WASHINGTON -- The financial crisis is hitting the Farm Belt, which has been one of the few bright spots in the U.S. economy.
Americans have been shaken by a recent, historic drop in stock prices, but grain markets have taken an even deeper dive. Corn, soybean and wheat prices have fallen roughly 50% from the historic highs of earlier this year. Wheat prices Wednesday hit a 16-month low.
The carnage is due to abundant supply from better-than-expected crop yields, a flight of investment money out of commodities and the prospect of a global recession that will cut demand. World grain production this year will rise nearly 5% from 2007 to a record, according to the United Nations' Food and Agriculture Organization.
Grain prices have also become more closely tied to oil prices — which have also plunged — because of the dramatic rise of the corn-based ethanol industry. Even as prices fall, the dollar is strengthening, making U.S. agricultural products more expensive for foreign purchasers.
"The market was overleveraged," says Jim Bower, head of Bower Trading in Lafayette, Ind. "You're seeing demand destruction taking place not only here, but all over the world."
Agriculture-related firms such as Monsanto mon and Deere & Co. de have seen their stock prices drop as the likelihood of a global downturn increases. Some ethanol makers who bought corn when prices were high now predict big losses. Farm bankers are generally in better shape than other lenders, though the real test will develop in coming months when growers apply for loans to plant next year's crop.
Some will feel relief
The outlook isn't uniformly grim. Lower grain prices could help livestock producers, who had been reeling from high feed prices. Consumers, over time, could see food inflation level off, though prices might keep rising for a while given the higher costs already in the pipeline.
Farmers are coming off several fat years, and many don't have big debt loads. The U.S. Department of Agriculture has predicted that net farm income will be a record $95.7 billion this year. World grain supplies, though improved, remain lean. Prices could bounce from current levels given limited reserves.
"Given that the balance sheets for corn, soybeans, cotton and — to a lesser extent — wheat still remain tight, … these crop prices are likely to be bid up again," says Terry Francl, American Farm Bureau Federation senior economist.
In the short term, farmers are being forced to make business decisions based on a highly uncertain price outlook.
"I don't think we've ever seen (corn prices) fall this much," says Gary Schnitkey, an economist at the University of Illinois.

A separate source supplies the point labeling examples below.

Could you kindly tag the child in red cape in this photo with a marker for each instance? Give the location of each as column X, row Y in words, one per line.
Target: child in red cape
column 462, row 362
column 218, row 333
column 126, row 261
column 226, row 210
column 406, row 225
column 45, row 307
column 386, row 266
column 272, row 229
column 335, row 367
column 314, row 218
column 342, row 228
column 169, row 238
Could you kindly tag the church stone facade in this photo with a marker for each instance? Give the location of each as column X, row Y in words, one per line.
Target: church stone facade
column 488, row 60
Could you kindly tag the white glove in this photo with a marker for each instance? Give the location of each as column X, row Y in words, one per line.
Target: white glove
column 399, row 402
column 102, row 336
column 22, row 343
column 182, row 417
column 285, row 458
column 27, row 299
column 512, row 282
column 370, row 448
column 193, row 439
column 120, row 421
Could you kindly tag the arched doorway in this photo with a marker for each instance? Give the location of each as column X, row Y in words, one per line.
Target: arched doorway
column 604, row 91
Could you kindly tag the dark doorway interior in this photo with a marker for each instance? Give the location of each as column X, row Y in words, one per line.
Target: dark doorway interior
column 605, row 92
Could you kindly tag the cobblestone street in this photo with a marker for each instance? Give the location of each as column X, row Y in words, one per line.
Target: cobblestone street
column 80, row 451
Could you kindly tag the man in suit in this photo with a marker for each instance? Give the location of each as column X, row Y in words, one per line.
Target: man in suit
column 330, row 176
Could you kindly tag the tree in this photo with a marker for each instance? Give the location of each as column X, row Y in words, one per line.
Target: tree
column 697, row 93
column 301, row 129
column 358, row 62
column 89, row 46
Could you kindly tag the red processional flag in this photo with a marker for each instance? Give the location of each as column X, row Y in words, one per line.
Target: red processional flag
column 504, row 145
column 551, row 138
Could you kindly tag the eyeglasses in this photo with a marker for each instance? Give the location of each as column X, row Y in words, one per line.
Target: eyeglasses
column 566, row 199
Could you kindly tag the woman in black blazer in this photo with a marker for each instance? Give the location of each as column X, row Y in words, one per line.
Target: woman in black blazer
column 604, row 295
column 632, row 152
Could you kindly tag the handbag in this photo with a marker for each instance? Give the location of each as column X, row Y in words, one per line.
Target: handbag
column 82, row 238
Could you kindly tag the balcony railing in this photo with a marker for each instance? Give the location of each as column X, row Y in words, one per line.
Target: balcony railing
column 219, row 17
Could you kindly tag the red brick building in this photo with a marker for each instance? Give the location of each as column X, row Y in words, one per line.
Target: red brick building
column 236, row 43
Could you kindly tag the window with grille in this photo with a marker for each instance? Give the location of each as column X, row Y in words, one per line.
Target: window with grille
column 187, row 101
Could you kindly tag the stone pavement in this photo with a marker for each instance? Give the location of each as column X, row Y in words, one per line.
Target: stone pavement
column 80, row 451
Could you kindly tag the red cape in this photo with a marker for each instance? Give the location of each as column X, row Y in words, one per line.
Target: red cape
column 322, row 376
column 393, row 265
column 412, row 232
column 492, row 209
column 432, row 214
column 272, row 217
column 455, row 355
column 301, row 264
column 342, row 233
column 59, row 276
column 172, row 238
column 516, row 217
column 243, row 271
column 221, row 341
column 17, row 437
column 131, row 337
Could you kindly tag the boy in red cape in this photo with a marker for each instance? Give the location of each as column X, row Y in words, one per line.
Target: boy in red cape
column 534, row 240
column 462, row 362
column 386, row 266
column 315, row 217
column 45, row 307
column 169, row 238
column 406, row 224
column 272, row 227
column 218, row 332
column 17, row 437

How extraordinary are current conditions? From 1975 to 2006, the cash price for a bushel of corn averaged $2.40, Schnitkey says. In the past four months, the price is down $4. Corn contracts for December delivery at the Chicago Board of Trade closed at $3.85 per bushel Wednesday, down from more than $7.80 in June. Wheat futures plunged from about $12 a bushel in March to $5.18. Soybean prices have slid to $8.59, from more than $16 in July.
The market turmoil has hit right around harvest, when supplies are most abundant and grain prices are at seasonal lows.
"Many farmers are going to have to sell crops now at these lower prices just for cash-flow reasons," says Art Bunting, a farmer in Dwight, Ill., and president of the Illinois Corn Growers Association. "It could have come at a little better time."
Hoping for a break
Schnitkey says it will cost corn farmers in central Illinois about $4.02 on average next year to produce a bushel of corn. Fertilizer, seed, energy and land prices have risen sharply, though lower oil and diesel prices could ease the pain a bit.
David Kappelman, senior vice president of the Premier Community Bank in Marion, Wis., says farmers are holding off buying fertilizer for next year in hope that prices will come down. That may not happen, given that suppliers were forced to lock in inventories early. He expects the credit outlook to come into focus early next year as suppliers start pressing farmers for commitments.
"Agriculture is cyclical. We've had a pretty good run, and that run might be behind us," Kappelman says.
Recent, high prices helped farmers, but hurt consumers. That might not turn right away.
Bill Lapp, of Advanced Economic Solutions in Omaha, notes that wholesale food prices are up 8.1% on a year-over-year basis, while consumer prices in general have risen by 6.2%. Even though the slowing economy will make it harder for the food industry to pass on prices, Lapp expects prices to jump further before they level off.
National Turkey Federation President Joel Brandenberger says grain is 70% of the cost of bringing a bird to market. Many producers have already locked in contracts for pricier grain. While prices are falling they are still high, he says.
Lower sustained prices could help alleviate a food shortage in developing nations, so long as wealthy governments don't pare foreign assistance. Worsening economic conditions could make it tougher for farmers around the globe to sustain this year's increased output.
"The global financial crisis should not make us forget the food crisis," FAO Director-General Jacques Diouf said last week. "Agriculture needs urgent and sustained attention, too, to make hunger and rural poverty part of history."